The first step in having any hope of containing the Nets to non-nuclear efficiency is to have good wing-sized defenders on all three Brooklyn stars as often as possible -- allowing you to switch two-man actions between them without entering into a fatal mismatch. Milwaukee can do that with the starting five it used in Game 4 against Miami -- with Pat Connaughton in DiVincenzo's place. Connaughton takes Harris, Holiday gets Irving, Middleton likely bites the Harden bullet and Antetokounmpo tries Durant -- an assignment he rarely took in regular-season matchups, when the Nets started the bigger trio of Durant, Green and Jordan.
That's a tough ask for Middleton and Antetokounmpo. The Bucks might try Connaughton on Harden some, if only to let him absorb the inevitable fouls instead of Middleton. (DiVincenzo was a utility defender in this matchup, spending time on Irving, Harden and Harris.) They could then shift Middleton onto Durant, and Middleton has usually been their primary defender on Durant. But where does Antetokounmpo go then? Harris?

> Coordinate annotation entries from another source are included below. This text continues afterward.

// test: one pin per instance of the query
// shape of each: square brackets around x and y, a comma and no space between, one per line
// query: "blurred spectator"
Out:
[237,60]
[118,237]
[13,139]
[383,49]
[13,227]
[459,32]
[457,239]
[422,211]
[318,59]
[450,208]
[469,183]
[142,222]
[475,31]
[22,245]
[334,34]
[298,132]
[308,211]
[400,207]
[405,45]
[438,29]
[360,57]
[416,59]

The Bucks can mitigate this by playing smaller or bigger. The Connaughton-Holiday-Middleton-Tucker-Antetokounmpo fivesome should get a decent chunk of time, freeing the Bucks to operate at their switchiest:
The Bucks could also get radical and start Tucker in DiVincenzo's place. That doesn't create the best slate of matchups -- it's a big lineup against a faster one -- but they could compensate by switching more.
Either way, Milwaukee figures to switch a lot with everyone but Lopez.
That becomes less tenable when Bryn Forbes enters. Brooklyn will redirect its entire offense to hunt him. If Forbes is on Harris, expect a barrage of Harden-Harris pick-and-rolls -- the weapon Brooklyn used to eviscerate D.J. Augustin:
The Bucks may try to limit the time both Forbes and Harden are on the floor, but Durant and Irving usually play when Harden rests. And Harden-only lineups are dangerous. The safest hiding place there (with Green injured) is probably Tyler Johnson, but Johnson can do damage if Harden gives him a giant head start.
The Nets can go small along with Milwaukee. The Irving-Harden-Harris-Durant-Green lineup is plus-33 in 81 minutes. The same lineup with Brown in Green's place is Brooklyn's second-most-used group in the playoffs.
There is no real scheme to contain Irving, Harden and Durant with shooting around them. All you can do is gather great individual defenders, avoid mistakes and hope for the best.
Milwaukee has a lot of great defenders. Brooklyn's individual talent is just overwhelming. Harden can create a shot anytime, against anyone. Durant has had no issues shooting over Middleton. Irving is a phantom with the ball. The idea of switching Tucker onto him sounds good in theory. In reality, this happens a lot:
That is the whole point of the Nets: If switchy playoff defenses force us into the mud of isolation basketball, well, we're the best in that mud.
The Nets have flashed a level of cooperation that is a luxury against most teams but might be a requirement -- at least in doses -- against Milwaukee: Harden and Irving screening for each other on one side as Griffin handles, with Durant setting a flare screen for Harris on the opposite side. Pindowns for Durant are always good. Irving is a dangerous cutter when he wants to be, setting random screens and darting into voids.
If the Nets are diligent, that kind of five-man, two-sided action will dot possessions beyond Steve Nash's out-of-timeout sets.
The Nets have to be diligent. These teams are well-matched and well-coached. Milwaukee has its own great one-on-one scorers capable of punishing Harden, Irving, Griffin and Shamet.
The health of Brooklyn's stars is a wild card, though Harden looked like himself in picking apart the Celtics. With Brooklyn holding home court, I'll go Nets in 7.
Whatever the outcome, this could be a classic.